Breakdown into microplastic fragments

The positive qualities of plastic come at a price: it is strong enough to be durable, but not strong enough to not break down. Unfortunately, it is very often used to make items that are not built to last, or even for single use items. It takes longer to produce them than use them. And this plastic never assimilates into the natural environment, unlike other materials that can enter biogeochemical cycles. Metal and stone can be returned to the earth. Paper, cardboard, cotton and leather are assimilated by soil microorganisms. As for plastic, it just breaks down into ever smaller fragments to end its life as tiny specks that get into everything. In the sea, plastic waste and other items get eroded by salt, ultraviolet rays, the heat of the sun and waves. They turn into tiny plastic crumbs, invisible to the naked eye, and invade marine ecosystems. All these fragments of hard plastic, packaging items and synthetic fabric fibres turn the sea into a real plastic soup in some areas. Some spread and cover the sea bed and its plants, and others float and obstruct exchanges with the surface of the water. Unfortunately, fish mistake most of them for food.

How did plastic continents come about?

Microplastics are carried wherever the strong currents take them, and gather in “gyres”, vast areas of plastic soup, real floating monsters, and form expanses known as “plastic continents” or the “7th continent”. The plastic in the first gyre to be discovered (in the Pacific Ocean in 1997) is six times denser than its plankton. There are currently five major plastic continents, in the north Pacific, south Atlantic and Indian Ocean, and also smaller ones closer to home (in our case, France). The Mediterranean Sea is almost completely enclosed by land, meaning that plastic waste gathers in it and puts its incredible biodiversity in jeopardy. This includes marine mammals living in it like the dolphin, common fin whale and sperm whale. This phenomenon is particularly alarming in the Pelagos Sanctuary, a sea reserve spanning 87,500 m2 in the Corso-Liguro-Provençal basin, classed as a “specially protected area of Mediterranean significance” (ASPIM).  Because plastic does not stop at sea borders. This invasion can only be stopped upstream, by changing our habits and encouraging the authorities to implement robust, specific ecological policies. 

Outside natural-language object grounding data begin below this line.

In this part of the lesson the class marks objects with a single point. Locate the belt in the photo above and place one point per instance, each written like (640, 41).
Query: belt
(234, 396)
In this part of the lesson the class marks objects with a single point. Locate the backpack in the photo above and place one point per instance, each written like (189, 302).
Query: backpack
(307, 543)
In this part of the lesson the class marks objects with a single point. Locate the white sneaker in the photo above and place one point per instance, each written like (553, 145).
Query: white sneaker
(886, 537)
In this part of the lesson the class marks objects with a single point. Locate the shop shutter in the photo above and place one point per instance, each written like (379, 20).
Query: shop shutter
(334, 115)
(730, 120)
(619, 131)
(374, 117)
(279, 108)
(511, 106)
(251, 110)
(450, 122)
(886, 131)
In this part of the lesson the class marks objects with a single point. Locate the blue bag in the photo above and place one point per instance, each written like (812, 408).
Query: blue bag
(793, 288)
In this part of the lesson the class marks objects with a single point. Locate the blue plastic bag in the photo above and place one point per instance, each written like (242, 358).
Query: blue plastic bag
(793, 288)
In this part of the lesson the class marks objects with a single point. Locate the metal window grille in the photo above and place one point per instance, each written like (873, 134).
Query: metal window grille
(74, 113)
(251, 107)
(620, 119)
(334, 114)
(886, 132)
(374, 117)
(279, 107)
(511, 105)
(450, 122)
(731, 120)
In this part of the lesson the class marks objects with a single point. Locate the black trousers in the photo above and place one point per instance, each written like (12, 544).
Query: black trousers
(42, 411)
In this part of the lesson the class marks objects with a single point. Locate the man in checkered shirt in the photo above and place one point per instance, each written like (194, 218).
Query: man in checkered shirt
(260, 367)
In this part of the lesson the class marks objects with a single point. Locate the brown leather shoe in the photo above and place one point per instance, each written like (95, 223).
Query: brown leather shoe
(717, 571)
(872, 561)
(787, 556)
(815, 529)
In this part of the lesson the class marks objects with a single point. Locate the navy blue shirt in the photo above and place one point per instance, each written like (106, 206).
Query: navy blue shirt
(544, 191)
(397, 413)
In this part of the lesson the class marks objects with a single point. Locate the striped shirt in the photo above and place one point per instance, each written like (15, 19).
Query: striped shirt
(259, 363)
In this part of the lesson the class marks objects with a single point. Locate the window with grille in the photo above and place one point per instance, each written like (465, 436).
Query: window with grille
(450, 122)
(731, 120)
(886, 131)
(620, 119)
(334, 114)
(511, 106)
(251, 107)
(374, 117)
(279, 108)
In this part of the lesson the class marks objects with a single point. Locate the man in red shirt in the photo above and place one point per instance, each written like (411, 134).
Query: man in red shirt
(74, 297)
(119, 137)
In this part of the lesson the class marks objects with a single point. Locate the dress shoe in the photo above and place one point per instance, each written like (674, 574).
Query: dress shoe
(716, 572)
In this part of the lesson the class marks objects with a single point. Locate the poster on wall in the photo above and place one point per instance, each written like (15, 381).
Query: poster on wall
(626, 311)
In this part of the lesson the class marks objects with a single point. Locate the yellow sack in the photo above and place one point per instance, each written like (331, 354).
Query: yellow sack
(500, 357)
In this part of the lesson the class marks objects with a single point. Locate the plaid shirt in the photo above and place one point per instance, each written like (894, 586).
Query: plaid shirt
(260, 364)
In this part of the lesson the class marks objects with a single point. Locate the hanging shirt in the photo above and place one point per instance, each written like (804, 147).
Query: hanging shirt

Microplastics – a risk to human health too

Beyond the ecological catastrophe caused by microplastics in the sea, there are public health risks attached for us humans. Marine organisms consume these plastic fragments inadvertently. If we then consume the affected shellfish and fish, it’s our turn to ingest them. A WWF survey reveals that we ingest some 5 grams of plastic per week in this way. That’s a credit card’s worth! Plastic is also ingested via bottled water and plastic crumbs that we might swallow after cutting up food in a plastic tray, a plate made from melamine (a plastic resin material that’s heavy and unbreakable) or on a plastic chopping board.

To get back to the subject of the sea, the most worrying thing currently is the phenomenon of the “plastisphere”. Plastic attracts organisms and bacteria which gear themselves around a new ecosystem. Some of them are pathogenic to living organisms, like the vibrio (a bacillus of which one particular species causes cholera), which can support toxic algae. Lastly, plastic can get loaded with pollutants that it transfers to our plates and our running water, and that it takes to the Arctic and the deepest ocean trenches, and even into the placentas of marine animals. 

The sea is polluted and marine ecosystems suffer and sometimes disappear, all over the world. To save them, we have to call production systems into question and have them work in a different way. Each of us can take action by breaking certain habits and embracing new ones as consumers, to apply pressure to decisionmakers and industrial groups.

It’s an emergency, because even if we were to halt consumption and therefore halt the shedding of plastic into the sea today, it would not stop the development of plastic continents overnight.